By Pat Scheans, MSN, NNP-BC

Tips For Pumping Breastmilk

So, you’re nursing your baby, but are soon going back to work, traveling or planning ahead in case an emergency arises and you need to be away from your little one. Whatever your situation, you need to know the best way to make sure your baby continues to get your nutritious breastmilk.

Pick a breastmilk pump

Talk with your nurse about what type of breast pump may work best for you. Even if you don’t plan on being away from baby, having a manual pump and knowing how to use it can help in case of an emergency.

Electric breast pumps are great for moms on the go who may need to pump at work or other activities throughout the day. When choosing a bottle system, start by trying one type of bottle before you invest in an entire line. Find one that first works well with your baby before you buy more.

Read: How will I know if my baby is getting enough breastmilk?

Pumping breastmilk

With the right equipment and just a few strategies you can pump and store breastmilk for your baby. Even though human milk has some special qualities that help keep bacteria from rapidly growing, it’s important to follow expert advice for handling breastmilk to avoid spoiling or wasting it.

Experts at the Human Milk Bank Association of North America offer these research-proven ways to pump and store breastmilk:

    • Always feed your baby fresh breastmilk whenever possible as it contains valuable antimicrobial factors, enzymes, and nutrients that may be destroyed by deep-freezing.
    • Wash your hands before pumping and handling breastmilk.
    • Always pump into clean bottles or storage bags that seal tightly.
    • Refrigerate milk as soon as possible. Fresh breastmilk may be left at room temperature for up to 10 hours, or be stored in the refrigerator for 4 days (96 hours).
    • If saving your milk, freeze it as soon as possible: use the coldest part of the freezer, not the door.
    • Label/date your bottles or storage containers and bags and use the oldest milk first.
    • Store your milk in 1 to 4 ounce increments so that you can get as much or little milk as you need each time.
    • Use frozen breastmilk within 2 weeks if freezer is contained within a refrigerator, within 3 months in separate freezer (side-by-side), or 6 months in a deep freeze.
    • Always clean your pump and storage equipment immediately after using with warm, soapy water and air dry.

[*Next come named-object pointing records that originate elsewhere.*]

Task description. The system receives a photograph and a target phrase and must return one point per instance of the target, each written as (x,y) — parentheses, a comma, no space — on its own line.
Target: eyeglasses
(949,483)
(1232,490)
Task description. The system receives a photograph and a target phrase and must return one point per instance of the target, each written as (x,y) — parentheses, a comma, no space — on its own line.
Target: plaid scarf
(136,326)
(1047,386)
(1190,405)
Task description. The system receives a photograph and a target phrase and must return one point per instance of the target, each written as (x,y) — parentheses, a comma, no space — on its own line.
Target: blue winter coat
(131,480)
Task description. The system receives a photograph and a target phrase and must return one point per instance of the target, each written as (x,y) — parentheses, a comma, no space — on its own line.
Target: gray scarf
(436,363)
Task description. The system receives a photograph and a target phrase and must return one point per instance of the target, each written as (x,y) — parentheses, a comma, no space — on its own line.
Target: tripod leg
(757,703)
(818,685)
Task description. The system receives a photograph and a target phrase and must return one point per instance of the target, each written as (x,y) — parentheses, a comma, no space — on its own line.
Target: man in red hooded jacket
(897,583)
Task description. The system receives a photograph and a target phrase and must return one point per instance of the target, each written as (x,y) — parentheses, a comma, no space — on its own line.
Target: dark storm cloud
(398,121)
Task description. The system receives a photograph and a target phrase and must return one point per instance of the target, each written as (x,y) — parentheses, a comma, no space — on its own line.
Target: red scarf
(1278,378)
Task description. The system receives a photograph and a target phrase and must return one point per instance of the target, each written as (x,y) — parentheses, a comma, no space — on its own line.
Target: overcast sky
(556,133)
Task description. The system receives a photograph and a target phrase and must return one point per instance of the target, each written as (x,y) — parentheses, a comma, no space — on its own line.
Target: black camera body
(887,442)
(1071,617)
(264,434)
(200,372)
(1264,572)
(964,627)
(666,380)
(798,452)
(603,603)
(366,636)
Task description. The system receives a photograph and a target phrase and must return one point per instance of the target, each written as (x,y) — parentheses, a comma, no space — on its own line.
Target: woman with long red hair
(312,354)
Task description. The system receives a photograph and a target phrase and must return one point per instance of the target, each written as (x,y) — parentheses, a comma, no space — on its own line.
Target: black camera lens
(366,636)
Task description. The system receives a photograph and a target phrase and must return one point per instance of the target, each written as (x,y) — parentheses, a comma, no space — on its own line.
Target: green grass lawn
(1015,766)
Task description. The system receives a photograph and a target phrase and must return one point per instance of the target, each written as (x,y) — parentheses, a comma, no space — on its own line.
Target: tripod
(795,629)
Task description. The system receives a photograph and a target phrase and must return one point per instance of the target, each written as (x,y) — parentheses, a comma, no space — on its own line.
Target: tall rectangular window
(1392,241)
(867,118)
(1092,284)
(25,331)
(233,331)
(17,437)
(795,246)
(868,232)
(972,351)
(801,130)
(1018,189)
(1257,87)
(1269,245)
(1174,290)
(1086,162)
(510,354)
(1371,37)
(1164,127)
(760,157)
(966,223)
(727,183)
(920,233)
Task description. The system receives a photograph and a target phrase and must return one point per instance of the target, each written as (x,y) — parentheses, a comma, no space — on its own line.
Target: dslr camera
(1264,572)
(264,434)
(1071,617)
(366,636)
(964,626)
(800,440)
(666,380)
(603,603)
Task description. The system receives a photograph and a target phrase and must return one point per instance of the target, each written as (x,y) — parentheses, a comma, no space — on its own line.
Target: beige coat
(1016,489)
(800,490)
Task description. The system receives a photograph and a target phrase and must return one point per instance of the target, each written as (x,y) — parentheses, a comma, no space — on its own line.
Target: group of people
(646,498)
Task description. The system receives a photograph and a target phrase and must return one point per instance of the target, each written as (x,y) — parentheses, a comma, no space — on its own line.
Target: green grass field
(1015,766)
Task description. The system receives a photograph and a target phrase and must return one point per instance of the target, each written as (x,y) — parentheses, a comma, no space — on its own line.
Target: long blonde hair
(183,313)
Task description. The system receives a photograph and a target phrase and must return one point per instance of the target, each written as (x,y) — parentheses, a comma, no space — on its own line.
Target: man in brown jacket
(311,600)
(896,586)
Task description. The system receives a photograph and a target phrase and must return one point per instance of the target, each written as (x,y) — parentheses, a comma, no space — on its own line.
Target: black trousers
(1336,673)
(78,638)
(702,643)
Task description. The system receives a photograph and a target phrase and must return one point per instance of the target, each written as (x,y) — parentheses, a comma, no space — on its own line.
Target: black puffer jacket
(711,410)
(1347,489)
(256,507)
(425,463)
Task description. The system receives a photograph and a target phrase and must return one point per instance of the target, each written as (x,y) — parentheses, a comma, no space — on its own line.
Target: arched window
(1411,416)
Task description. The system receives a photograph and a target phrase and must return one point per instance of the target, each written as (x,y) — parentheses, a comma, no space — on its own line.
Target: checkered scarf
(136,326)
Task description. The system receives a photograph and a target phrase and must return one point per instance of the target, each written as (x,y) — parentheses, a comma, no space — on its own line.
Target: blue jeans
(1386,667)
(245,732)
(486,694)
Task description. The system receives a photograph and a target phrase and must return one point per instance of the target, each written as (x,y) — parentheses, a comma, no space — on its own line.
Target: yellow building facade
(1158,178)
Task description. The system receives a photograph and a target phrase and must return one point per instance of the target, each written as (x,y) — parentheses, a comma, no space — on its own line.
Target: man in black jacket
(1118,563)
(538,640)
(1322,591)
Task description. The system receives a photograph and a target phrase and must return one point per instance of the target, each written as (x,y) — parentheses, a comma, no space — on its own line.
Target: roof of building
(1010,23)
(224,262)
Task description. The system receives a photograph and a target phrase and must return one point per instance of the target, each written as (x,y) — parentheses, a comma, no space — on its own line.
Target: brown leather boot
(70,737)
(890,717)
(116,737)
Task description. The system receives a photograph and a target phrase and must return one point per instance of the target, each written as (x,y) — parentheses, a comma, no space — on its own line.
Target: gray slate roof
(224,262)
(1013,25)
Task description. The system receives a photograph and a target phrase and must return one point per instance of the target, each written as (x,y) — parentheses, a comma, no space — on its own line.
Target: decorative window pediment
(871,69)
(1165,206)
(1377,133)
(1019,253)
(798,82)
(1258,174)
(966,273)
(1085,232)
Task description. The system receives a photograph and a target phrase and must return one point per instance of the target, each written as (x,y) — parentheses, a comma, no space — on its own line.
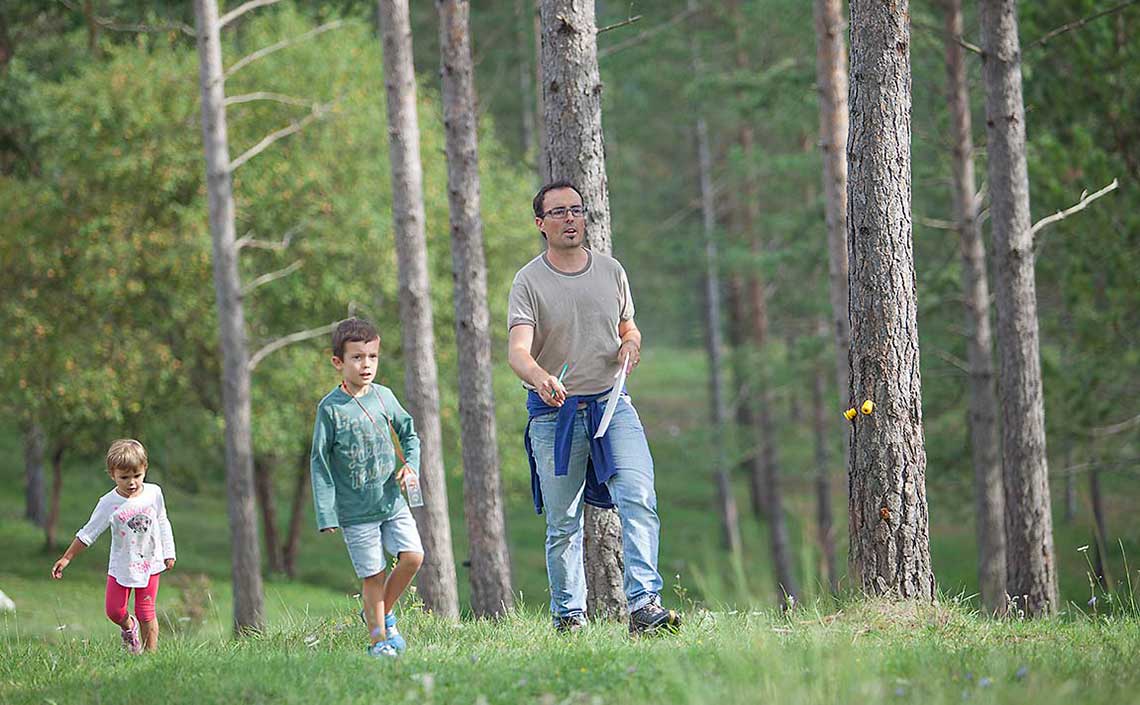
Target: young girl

See: How can my partner feed our baby breastmilk?

 

Heating Frozen Breastmilk

Frozen breastmilk should be thawed close to feeding time:

    • Never use a microwave to thaw or warm breastmilk.
    • Hold the bottle of milk under cool or lukewarm running tap water or allow milk containers to stand in cool water until thawed. Keep the water level below the lid of the container to prevent water contaminating the milk.
    • Warm the breastmilk in a warming device designed to warm human milk, or stand the bottle in a pan of warm, not boiling, water. Keep the water level below the lid of the bottle but above the milk to ensure heating throughout the milk. Always swirl the milk as it’s heating to ensure even heat distribution.
    • Use frozen breastmilk within 24 hours after thawing. Do not refreeze thawed milk.
    • If the milk fat separates out, swirl the milk to mix it.
    • Always check the temperature of the milk against the inside of your wrist to ensure it’s safe for your baby.
    • Discard any milk left in bottle after feeding.

Also read: How to keep breastmilk flowing during a busy schedule

Pat Scheans, MSN, NNP-BC, is an expert advisor to Healthy Mom&Baby magazine and Health4Mom.org.